Naturally, I agree with you. Right now I'm feeling great and not artistic--so I'm going to do some cartooning or just play some music out of a book. But I am laughing, because I must have been tired. My words above are a bit mixed up. *laugh* What I meant to say is this: Depression and the blues seem to carve a path for my best work, whether it be writing stories, poetry, and music or painting. When I am angry, I write some mad poetry, my vocabulary doubles.


----------



## WardRhiannon (Feb 1, 2012)

As someone who loves writing, but struggles to write everyday, I'm certainly not short of ideas. Most of my ideas come from imagining or interpreting things that go in shows or books or even in different scenarios I concoct in my head. I draw upon some of my experiences to create scenes or atmospheres or to put myself into my characters' shoes, but most of the time it's all made up.


----------



## ewerk (Sep 22, 2012)

I can completely understand and relate to what you're friend is going through. Although I always wanted to write books when I was young I shoved it aside and developed my analytical abilities more throughout my life. I just sort of forgot that I wanted to write.

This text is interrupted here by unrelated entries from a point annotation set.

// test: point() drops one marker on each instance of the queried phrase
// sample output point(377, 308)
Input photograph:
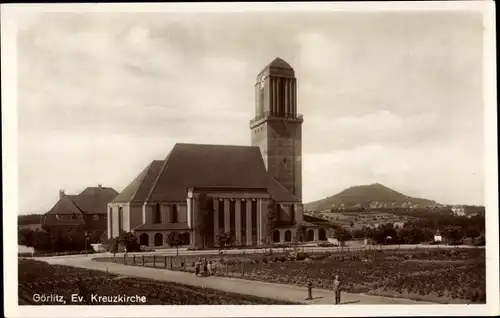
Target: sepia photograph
point(337, 157)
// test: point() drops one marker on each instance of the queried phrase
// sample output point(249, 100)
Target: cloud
point(386, 97)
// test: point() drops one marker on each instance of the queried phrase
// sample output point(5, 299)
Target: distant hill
point(29, 219)
point(364, 195)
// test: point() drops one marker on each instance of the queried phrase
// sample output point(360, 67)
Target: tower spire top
point(278, 67)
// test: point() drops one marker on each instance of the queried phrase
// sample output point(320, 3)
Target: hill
point(29, 219)
point(364, 195)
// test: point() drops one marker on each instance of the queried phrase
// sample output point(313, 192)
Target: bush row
point(41, 254)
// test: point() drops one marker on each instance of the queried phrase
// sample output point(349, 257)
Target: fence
point(240, 263)
point(179, 263)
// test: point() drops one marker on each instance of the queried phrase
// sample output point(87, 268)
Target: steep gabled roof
point(94, 200)
point(198, 165)
point(64, 213)
point(139, 188)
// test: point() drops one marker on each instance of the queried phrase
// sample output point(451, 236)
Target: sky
point(388, 97)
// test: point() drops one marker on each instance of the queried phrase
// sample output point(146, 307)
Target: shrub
point(301, 256)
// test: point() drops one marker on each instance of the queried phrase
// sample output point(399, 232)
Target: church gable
point(197, 165)
point(139, 188)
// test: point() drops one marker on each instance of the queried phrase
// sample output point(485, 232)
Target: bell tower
point(277, 128)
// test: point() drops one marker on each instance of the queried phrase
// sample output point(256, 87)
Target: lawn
point(438, 275)
point(37, 277)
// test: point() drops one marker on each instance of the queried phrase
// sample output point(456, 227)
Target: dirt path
point(248, 287)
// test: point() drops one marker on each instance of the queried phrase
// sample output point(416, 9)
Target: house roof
point(198, 165)
point(139, 188)
point(92, 200)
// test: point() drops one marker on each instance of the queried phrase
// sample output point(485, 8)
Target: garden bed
point(37, 277)
point(438, 275)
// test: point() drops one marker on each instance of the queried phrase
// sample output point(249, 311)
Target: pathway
point(241, 286)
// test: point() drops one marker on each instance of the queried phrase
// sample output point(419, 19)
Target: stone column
point(227, 224)
point(238, 221)
point(287, 96)
point(216, 220)
point(110, 221)
point(249, 221)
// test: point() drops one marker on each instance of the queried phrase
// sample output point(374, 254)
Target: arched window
point(174, 216)
point(157, 214)
point(310, 235)
point(322, 234)
point(186, 238)
point(144, 239)
point(276, 236)
point(158, 239)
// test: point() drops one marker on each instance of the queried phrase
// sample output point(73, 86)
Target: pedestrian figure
point(209, 267)
point(197, 268)
point(337, 287)
point(205, 267)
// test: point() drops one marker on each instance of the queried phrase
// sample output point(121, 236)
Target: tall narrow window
point(175, 217)
point(254, 222)
point(278, 212)
point(120, 220)
point(232, 217)
point(157, 214)
point(221, 216)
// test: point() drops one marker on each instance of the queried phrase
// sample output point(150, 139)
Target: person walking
point(197, 268)
point(337, 287)
point(209, 267)
point(205, 267)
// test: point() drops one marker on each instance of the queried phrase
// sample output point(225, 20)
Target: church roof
point(197, 165)
point(138, 190)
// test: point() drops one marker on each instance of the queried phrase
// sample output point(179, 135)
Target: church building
point(201, 191)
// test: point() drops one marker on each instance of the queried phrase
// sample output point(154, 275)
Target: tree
point(300, 235)
point(453, 234)
point(174, 239)
point(204, 224)
point(342, 235)
point(26, 237)
point(384, 231)
point(224, 239)
point(129, 241)
point(272, 218)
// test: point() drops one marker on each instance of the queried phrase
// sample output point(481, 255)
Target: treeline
point(63, 240)
point(453, 230)
point(29, 219)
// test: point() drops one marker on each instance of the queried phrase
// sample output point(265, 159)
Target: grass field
point(438, 275)
point(40, 278)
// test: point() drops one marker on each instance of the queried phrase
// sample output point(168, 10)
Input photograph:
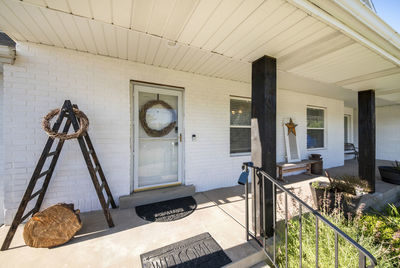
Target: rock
point(52, 227)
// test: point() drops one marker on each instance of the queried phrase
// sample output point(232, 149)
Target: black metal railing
point(259, 177)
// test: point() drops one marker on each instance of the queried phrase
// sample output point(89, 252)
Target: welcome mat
point(170, 210)
point(195, 252)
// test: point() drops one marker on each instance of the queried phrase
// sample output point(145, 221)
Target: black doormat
point(196, 252)
point(170, 210)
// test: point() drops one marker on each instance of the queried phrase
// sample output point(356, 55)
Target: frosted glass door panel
point(158, 156)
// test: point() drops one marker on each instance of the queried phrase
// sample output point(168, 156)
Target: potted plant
point(342, 192)
point(391, 174)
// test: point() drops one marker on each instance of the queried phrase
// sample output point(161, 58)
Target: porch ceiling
point(218, 38)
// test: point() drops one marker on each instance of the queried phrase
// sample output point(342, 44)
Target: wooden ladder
point(88, 154)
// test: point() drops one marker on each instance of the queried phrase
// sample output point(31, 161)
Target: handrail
point(363, 253)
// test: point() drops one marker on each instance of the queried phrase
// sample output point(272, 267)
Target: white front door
point(157, 136)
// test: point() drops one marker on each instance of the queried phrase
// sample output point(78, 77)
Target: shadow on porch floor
point(96, 245)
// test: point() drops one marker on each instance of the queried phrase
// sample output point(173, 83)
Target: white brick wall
point(1, 149)
point(388, 132)
point(43, 77)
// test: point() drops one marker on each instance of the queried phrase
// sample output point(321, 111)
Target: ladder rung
point(27, 215)
point(43, 173)
point(52, 153)
point(36, 194)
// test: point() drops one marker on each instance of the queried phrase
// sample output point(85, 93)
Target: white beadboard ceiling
point(218, 38)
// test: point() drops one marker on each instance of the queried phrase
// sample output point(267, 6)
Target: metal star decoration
point(291, 127)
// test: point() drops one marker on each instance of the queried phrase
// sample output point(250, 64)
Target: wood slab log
point(52, 227)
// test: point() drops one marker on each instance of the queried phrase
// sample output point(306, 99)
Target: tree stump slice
point(52, 227)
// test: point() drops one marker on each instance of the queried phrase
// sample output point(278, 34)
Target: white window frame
point(324, 128)
point(237, 126)
point(349, 128)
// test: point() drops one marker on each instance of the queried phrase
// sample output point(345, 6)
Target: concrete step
point(156, 195)
point(256, 258)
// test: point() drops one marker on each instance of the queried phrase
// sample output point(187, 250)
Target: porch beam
point(366, 137)
point(263, 108)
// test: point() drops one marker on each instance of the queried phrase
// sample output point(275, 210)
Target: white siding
point(43, 77)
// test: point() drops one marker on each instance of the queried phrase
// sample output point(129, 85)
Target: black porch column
point(366, 137)
point(263, 108)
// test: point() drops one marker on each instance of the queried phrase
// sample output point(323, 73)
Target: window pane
point(240, 112)
point(315, 118)
point(240, 140)
point(315, 138)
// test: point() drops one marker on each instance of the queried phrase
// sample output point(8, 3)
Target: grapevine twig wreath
point(154, 132)
point(83, 122)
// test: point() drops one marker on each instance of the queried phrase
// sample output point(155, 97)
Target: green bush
point(377, 232)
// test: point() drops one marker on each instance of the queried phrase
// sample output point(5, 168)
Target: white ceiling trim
point(323, 15)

I even went to a top graduate school for journalism and dropped out because I didn't want to write the stories after I did the reporting part. But then something truly amazing happened. I created a business helping women find their calling which is a true expression of me and my life experiences. And then I was forced to write on my blog. Not just one or two articles but many and often. When I started writing it all poured out of me suddenly. Why? Because it was my life and my story that I wanted to share and it just flowed unlike trying to force myself to write an article as a journalist. I just needed to find my topic and then my voice started to come out. And when people read it they told me it spoke directly to them and sounded uniquely me. And the writing continues to improve and flow out the more I do it. It's just flexing a muscle. Once you find your subject and work at it your voice continues to hone itself. I cannot wait to see my evolution in a few years. I know it will get better and better as I grow as person. The other thing I want to add here is that it's important to be authentic. Once you connect with your vulnerability and write from that place it can touch and inspire so many people. And I continue to work at it. I aspire to unleash this powerful and vulnerable voice that will someday inspire a movement.


----------



## Pom87 (Apr 7, 2012)

I got into writing in 2008. It felt good and I wrote some short stories but nothing more came of it. But the feeling it gave me always stayed inside. As I continued my normal life I always felt that something was missing.

I started getting more serious about it in 2010, writing about 250 ( horrible ) poems and several short stories, but still did I not write enough.

In 2011 I dedicated myself to finding my style, reading about 50 books, re-studying grammar and the correct format and editing of a story. Of course I kept writing but never with the discipline as most of your well known authors do, every single day of the year.

I have been working for a year and saved up enough money, in the first quarter of 2013 I will travel to Sweden and finish my novel that I have been working on. I have been deliberately 'saving' it to finish it there. I went on vacation there earlier this year, and like some of you said here: it is important that you go where you can find your creativity. I wrote more stories in the three weeks I spend in Sweden than I did earlier during the whole year. It freed something inside me, not being home and in another place. I cannot wait to go there again.

As for tips; it is all about discipline. You have to force yourself to write, and even though you might love it, you will find that sometimes it is difficult to commit yourself to doing so. While my friends have gone to Uni after we graduated from college, I choose to focus on writing. A bold move and I never talk about it to anyone except for a close select group of people. The rest thinks that I am just locking myself in my home and playing video games all day. It is a hard mask to keep up for the outside world cause talking about writing will meet you with ridicule. Also does it bring an uncertain future for the many people that choose writing as a profession only so many can make a living out of it.

Still the feeling remains, and it is the only feeling that has ever struck me as so, as something that I must do.


----------